Dos ciudades en una. Ciudad Juárez, en Méjico, y El Paso, en Tejas (Estados Unidos). Por razones obvias, este lugar es de tránsito y posee una gran fluidez cultural y lingüística. Es una zona de intercambio. Las fronteras no existen, o en caso de existir, pasan desapercibidas. Si lo ves desde el avión, es una misma ciudad.
Cruzar de Ciudad Juárez a El Paso es algo cotidiano para las personas en este lugar. Cualquier negocio en Juárez acepta dólares, por ejemplo. O cualquier negocio en El Paso acepta pesos. Esto habla muy bien de la riqueza cultural que hay en este lugar. Los habitantes de Juárez no sienten que estén haciendo un viaje internacional cada vez que visitan El Paso. Es lo más cotidiano del mundo ir a comer a un restaurante a la otra ciudad.
¿Por qué contamos esta historia? Porque el 3 de agosto de 2019 un supremacista blanco viajó en coche más de 10 horas para ir a una tienda en El Paso y asesinar a 23 personas de nacionalidad mejicana. Esto fue premeditado, pues esa tienda era muy frecuentada por personas del estado latinoamericano. Testigos de la tragedia afirmaron que el autor de los hechos llevaba una pegatina con la cara de Donald Trump en su camioneta, en la cual llevaba a la vista las armas con las que cometió la masacre.
¿Qué nos indica esto? Que el discurso de odio del entonces presidente de los Estados Unidos contra los mejicanos ha calado tanto que una persona había sido capaz de recorrer en su coche más de 10 horas para asesinar a otras a sangre fría por el hecho de ser mejicanas. El odio irracional a otras personas había propiciado esta desgracia. Es por ello que no podemos trivializar cuando una persona se erige en portavoz o líder verborreico para sembrar la mala hierba del odio. Lo hacen algunos dirigentes políticos, pero también el vecino en una reunión social, o el conocido en la barra del bar cuando cuenta un chiste racista o que ridiculiza a ciertas minorías. Algunos dirigentes aprovechan maliciosamente el marco constitucional y las libertades para difundir sus mensajes de odio y atacar, precisamente, las libertades y destruir la democracia. Y lo peligroso es que ese mensaje va calando en las mentalidades y tiene consecuencias, a veces mortales. La libertad de expresión no se puede usar contra los derechos humanos. Ése es un límite infranqueable.

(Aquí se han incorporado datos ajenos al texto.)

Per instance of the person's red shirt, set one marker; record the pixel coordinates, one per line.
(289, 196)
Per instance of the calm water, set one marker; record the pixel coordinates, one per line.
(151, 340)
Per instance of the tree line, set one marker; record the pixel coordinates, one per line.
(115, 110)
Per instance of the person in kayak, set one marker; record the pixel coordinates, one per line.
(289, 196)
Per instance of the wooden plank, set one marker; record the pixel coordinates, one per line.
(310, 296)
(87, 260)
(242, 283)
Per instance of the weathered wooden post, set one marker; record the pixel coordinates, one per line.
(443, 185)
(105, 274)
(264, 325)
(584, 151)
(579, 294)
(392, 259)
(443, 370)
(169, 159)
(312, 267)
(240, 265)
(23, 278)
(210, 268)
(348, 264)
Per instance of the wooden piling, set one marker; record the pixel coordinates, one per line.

El odio es aprendido. Ningunos de nosotros/as nacemos odiando. Cuando vemos jugar a niños y niñas en preescolar lo hacen sin hacer distinciones, sin tener en cuenta el color de piel de las/os demás compañeras/os de juego. Hasta cierta edad, no tienen comportamientos racistas ni xenófobos. Es cuando van creciendo, cuando van entendiendo el lenguaje y cuando van escuchando en casa ciertos comentarios, cuando manifiestan conductas racistas y se refieren a los otros niños como “el negro”, “el moro” o “el chino”.
El contexto es clave en estas situaciones. Si modificamos el contexto, podremos modificar este tipo de conductas. Para ello, es necesaria la educación. Ya sea en la casa, en la escuela o en el grupo de iguales. Es primordial que todos los agentes implicados en el desarrollo cognitivo de los más pequeños sean partícipes para evitar que los mensajes de odio sean asimilados o interiorizados por las niñas y niños. Y en caso de que sea así, crear nuevas narrativas para ellas/os que sean capaces de cambiar su forma de pensar y expresarse.
Para evitar los pensamientos y las acciones negativas de nuestros pequeños es primordial que se sientan seguros. Es decir, que les creemos oportunidades para que estén cómodos consigo mismas/os, respeten y conozcan a las/os demás, sepan expresar cómo se sienten y puedan desarrollar acciones positivas. Es importante hablar de las emociones que surgen con el odio, cómo se genera y qué consecuencias tiene. Es importante para que sepan reconocerlas, actuar sobre las mismas y prevenir que el odio haga presa en ellas/os. En definitiva, si cambiamos el contexto que rodea a los niños y niñas, cambiaremos su forma de pensar y evitaremos que desarrollen conductas prejuiciosas hacia otros niños y niñas.